Twice a week there is a short Bible-reading in the evening, with hymn-singing.

The day begins with breakfast and family prayers, and then two of the guests help the Matron and servant for half-an-hour to wash up and clear away.

We find each so willing to help in turn, and in this "Bee's half-hour" so much is done that the Home is not disturbed by cleaning at other times, and all are ready to go out if they like by 9.30. We give an egg beaten up in milk to the most delicate patients at eleven, and the others take out biscuits for lunch, and bread and butter, or dripping, which many prefer, and ramble about in the cornfields or on the seashore till dinner time, when they return with a fresh appetite. Then how the dinner is enjoyed! and we hope that many a household and economical lesson is learnt so that the husbands at home may reap some benefit too from the new experiences. "No rice for me, thank you," says one woman, but on seeing the others enjoy their pudding she, too, ventures on a little, and wonders how it is that "it tastes so different," and that a little lemonpeel and careful cooking can do so much.
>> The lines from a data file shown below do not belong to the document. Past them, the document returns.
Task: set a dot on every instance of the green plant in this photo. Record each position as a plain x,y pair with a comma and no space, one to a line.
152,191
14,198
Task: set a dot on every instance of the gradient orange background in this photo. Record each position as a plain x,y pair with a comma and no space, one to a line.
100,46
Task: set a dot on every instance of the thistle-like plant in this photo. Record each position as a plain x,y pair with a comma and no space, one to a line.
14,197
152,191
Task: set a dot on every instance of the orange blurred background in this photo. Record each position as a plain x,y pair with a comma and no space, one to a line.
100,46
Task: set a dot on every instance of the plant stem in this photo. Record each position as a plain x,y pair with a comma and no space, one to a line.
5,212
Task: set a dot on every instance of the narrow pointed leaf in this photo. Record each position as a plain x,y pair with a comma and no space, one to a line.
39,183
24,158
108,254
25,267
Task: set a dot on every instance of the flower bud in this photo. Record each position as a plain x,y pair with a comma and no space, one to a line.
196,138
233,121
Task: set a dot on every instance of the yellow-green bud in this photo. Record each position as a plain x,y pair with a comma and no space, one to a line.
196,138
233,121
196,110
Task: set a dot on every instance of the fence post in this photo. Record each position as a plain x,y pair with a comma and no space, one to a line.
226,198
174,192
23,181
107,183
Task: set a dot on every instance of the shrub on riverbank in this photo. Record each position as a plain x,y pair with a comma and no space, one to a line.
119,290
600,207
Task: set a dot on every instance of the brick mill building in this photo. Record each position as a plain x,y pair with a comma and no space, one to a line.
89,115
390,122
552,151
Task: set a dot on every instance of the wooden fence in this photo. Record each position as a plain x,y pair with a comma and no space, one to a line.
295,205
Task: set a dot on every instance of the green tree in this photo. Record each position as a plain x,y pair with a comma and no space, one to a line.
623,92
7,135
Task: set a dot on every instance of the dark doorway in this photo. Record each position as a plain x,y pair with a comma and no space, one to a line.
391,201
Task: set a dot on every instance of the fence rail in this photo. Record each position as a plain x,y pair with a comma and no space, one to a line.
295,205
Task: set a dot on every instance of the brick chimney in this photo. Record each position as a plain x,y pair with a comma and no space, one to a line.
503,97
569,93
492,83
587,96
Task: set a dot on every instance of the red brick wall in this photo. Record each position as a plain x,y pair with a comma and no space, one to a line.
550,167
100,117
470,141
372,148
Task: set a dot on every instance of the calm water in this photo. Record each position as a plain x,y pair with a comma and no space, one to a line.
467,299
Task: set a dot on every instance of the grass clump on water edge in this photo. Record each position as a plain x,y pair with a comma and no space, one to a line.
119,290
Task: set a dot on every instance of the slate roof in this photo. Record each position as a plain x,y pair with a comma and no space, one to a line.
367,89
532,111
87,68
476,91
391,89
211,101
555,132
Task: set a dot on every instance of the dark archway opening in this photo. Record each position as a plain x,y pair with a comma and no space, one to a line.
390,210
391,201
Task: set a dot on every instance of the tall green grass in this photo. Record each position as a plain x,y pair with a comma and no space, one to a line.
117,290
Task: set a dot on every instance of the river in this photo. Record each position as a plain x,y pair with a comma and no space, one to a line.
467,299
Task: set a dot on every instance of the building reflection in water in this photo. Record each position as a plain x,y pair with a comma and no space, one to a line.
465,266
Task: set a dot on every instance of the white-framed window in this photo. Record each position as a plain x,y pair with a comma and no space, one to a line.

There are many opportunities for teaching cookery, and how to make the most of the little that they get at home, and they are surprised to learn what nourishment they lose by wastefully peeling potatoes, and burning the meat.

The conversation often turns on the management of babies, and they say that though, perhaps, the doctors may have told them what to do, yet they did not give the reason why, and the poor children shall be differently cared for in future.

We are glad to know that in some cases the husbands write to say that while they are very glad that the wives are enjoying themselves, yet they will be glad to welcome them home "that they may get rid of the money and housekeeping, for they cannot make it last out." The wives are glad that they have found out that for themselves, as they will be more satisfied with the expenditure in future.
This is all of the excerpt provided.